Semua orang memiliki hak untuk berbicara dan mendapatkan perlindungan, terutama perlindungan dari para pemikir dangkal. Telah diatur dalam KUHP Pasal 285 tentang Pemerkosaan, yaitu dengan dihukum selama 12 tahun penjara. Hukuman yang terbilang lama tidak akan pernah menggantikan rasa trauma serta ingatan kuat yang dialami korban. Korban janganlah takut mengungkap kekerasan yang telah terjadi, karena itu merupakan hak kalian untuk mendapatkan perlindungan.
Namun, pemikiran rakyat Indonesia atas kejadian kekerasan malah memojokkan korban kekerasan. Dan akhirnya dapat menimbulkan stigma yang mengakibatkan korban takut dan enggan untuk melaporkan tindak kekerasan. Selain itu, budaya di Indonesia yang memiliki pemikiran malu untuk melaporkan jika salah satu anggota menjadi korban kekerasan. Dianggap akan menimbulkan turunnya derajat sosial keluarga.
Dari beberapa kejadian kekerasan ternyata sudah dapat kita lihat bahwa tingginya sebuah pendidikan belum tentu menunjukkan pintarnya seseorang untuk menahan hawa nafsunya. Banyak orang terheran pada kasus ini, sebenarnya hal ini terjadi karena sistem pendidikan yang ada pada negeri ini atau pada pengembangan pemikiran oknum yang belum terlalu dalam? Dalam hal ini kita dapat menyimpulkan seseorang yang berpendidikan pun belum tentu menjamin tidak melakukan tindakan pelecehan seksual tanpa berpikir bagaimana nasib korban yang dilecehkannya. Yang terpenting bagi seluruh warga negara Indonesia adalah menerapkan nilai-nilai dari Pancasila agar dapat menjadi masyarakat yang bermoral dan bernorma.

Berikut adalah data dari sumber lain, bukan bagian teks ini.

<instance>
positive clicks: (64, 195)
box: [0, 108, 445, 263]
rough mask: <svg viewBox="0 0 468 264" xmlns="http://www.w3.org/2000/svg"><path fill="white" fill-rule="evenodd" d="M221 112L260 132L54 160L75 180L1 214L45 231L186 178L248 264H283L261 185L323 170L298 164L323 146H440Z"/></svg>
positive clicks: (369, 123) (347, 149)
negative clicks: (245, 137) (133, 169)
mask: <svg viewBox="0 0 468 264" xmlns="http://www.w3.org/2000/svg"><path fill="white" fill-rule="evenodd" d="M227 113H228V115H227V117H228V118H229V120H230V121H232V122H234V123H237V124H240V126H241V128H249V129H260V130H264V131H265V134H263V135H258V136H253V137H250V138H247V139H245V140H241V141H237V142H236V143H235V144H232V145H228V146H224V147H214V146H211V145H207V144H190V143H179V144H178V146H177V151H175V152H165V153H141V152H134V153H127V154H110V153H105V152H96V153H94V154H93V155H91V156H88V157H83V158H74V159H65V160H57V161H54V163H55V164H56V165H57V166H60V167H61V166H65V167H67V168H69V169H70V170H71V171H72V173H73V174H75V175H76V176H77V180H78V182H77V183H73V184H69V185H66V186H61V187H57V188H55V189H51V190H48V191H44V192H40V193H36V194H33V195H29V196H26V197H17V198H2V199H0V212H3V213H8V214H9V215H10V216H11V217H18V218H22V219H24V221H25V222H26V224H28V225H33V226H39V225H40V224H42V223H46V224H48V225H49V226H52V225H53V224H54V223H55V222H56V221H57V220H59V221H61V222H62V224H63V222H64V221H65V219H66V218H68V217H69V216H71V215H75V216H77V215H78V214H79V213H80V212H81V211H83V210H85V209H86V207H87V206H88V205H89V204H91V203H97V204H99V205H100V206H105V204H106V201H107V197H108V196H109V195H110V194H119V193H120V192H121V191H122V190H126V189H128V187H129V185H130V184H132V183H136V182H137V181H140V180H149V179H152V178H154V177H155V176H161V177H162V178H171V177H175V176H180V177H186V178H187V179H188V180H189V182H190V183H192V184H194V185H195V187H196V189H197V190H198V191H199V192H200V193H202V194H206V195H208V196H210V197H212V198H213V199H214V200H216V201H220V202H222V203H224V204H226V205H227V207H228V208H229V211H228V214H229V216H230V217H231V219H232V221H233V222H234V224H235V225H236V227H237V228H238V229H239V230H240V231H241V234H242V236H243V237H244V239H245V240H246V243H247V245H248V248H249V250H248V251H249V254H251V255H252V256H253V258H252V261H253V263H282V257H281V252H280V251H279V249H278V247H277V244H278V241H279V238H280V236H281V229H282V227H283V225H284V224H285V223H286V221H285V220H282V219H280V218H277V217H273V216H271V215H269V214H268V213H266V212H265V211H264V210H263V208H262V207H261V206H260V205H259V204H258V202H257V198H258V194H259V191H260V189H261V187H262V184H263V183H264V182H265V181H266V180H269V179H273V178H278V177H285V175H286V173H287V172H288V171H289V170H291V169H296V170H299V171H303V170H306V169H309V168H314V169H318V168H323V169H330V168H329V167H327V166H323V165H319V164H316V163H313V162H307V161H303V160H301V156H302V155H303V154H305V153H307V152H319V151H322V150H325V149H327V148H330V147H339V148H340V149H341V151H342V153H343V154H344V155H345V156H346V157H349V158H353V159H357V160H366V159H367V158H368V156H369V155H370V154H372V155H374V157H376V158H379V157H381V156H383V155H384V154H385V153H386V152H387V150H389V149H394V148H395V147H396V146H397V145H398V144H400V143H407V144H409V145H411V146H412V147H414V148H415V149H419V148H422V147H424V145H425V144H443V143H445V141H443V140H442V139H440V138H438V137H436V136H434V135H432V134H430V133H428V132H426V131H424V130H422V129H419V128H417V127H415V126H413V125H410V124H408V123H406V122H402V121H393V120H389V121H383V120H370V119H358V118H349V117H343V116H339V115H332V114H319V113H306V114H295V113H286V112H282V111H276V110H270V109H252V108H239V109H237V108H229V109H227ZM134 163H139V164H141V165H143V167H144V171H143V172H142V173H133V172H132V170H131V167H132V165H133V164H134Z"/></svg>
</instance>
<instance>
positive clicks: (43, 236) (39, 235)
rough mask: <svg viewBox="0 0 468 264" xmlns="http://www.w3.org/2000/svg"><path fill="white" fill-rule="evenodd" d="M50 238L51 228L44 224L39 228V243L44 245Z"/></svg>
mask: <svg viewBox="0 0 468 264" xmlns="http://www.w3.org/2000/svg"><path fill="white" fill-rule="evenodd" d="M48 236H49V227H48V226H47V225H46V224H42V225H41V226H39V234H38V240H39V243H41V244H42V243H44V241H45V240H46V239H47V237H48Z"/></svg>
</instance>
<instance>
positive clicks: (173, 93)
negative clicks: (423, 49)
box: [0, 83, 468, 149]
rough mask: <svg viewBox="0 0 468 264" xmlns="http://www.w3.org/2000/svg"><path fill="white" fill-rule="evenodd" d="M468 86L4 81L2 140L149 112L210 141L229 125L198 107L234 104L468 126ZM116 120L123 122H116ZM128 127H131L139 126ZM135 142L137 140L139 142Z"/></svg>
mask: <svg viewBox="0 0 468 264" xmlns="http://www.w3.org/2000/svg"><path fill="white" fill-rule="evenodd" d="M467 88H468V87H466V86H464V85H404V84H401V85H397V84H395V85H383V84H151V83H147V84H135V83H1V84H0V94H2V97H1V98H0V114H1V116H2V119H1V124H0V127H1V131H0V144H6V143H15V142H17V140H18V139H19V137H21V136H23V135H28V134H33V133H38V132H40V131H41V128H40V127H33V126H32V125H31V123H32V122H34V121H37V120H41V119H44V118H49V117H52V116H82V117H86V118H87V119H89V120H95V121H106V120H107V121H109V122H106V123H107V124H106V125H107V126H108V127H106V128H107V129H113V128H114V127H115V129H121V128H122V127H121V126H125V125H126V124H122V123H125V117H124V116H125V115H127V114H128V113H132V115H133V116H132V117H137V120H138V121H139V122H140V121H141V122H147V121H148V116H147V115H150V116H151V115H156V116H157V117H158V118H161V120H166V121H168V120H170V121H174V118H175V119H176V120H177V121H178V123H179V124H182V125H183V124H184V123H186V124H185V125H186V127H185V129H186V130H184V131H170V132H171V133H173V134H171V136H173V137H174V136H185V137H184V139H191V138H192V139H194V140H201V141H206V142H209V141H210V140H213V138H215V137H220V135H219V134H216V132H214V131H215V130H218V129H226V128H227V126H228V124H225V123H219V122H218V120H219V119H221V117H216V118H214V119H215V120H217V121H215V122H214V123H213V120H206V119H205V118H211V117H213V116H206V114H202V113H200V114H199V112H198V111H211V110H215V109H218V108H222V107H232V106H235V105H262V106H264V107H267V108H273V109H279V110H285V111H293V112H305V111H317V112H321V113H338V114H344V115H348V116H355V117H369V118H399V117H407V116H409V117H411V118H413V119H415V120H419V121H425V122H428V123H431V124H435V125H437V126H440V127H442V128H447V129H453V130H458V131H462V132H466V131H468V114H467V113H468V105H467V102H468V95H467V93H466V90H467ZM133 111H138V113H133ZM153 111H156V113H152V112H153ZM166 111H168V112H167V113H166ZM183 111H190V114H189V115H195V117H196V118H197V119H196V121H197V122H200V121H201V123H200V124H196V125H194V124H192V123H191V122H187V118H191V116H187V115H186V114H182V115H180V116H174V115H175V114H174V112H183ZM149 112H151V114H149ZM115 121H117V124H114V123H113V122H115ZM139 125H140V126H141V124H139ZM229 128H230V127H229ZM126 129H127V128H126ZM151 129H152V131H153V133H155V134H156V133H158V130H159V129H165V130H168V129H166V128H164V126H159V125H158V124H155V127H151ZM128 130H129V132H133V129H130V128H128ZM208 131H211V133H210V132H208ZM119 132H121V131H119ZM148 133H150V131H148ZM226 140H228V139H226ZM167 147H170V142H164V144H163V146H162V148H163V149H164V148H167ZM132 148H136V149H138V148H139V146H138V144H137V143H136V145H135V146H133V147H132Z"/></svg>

Dan bagi seluruh kaum wanita, kita sebagai wanita harus sangat berhati-hati dalam hal apa pun untuk menjaga diri kita dari orang-orang yang memiliki pemikiran dangkal di luar sana. Agar mereka tidak seenaknya melakukan hal yang akan merugikan diri kita terutama pada masa depan kita dan menurunkan martabat kita sebagai seorang wanita.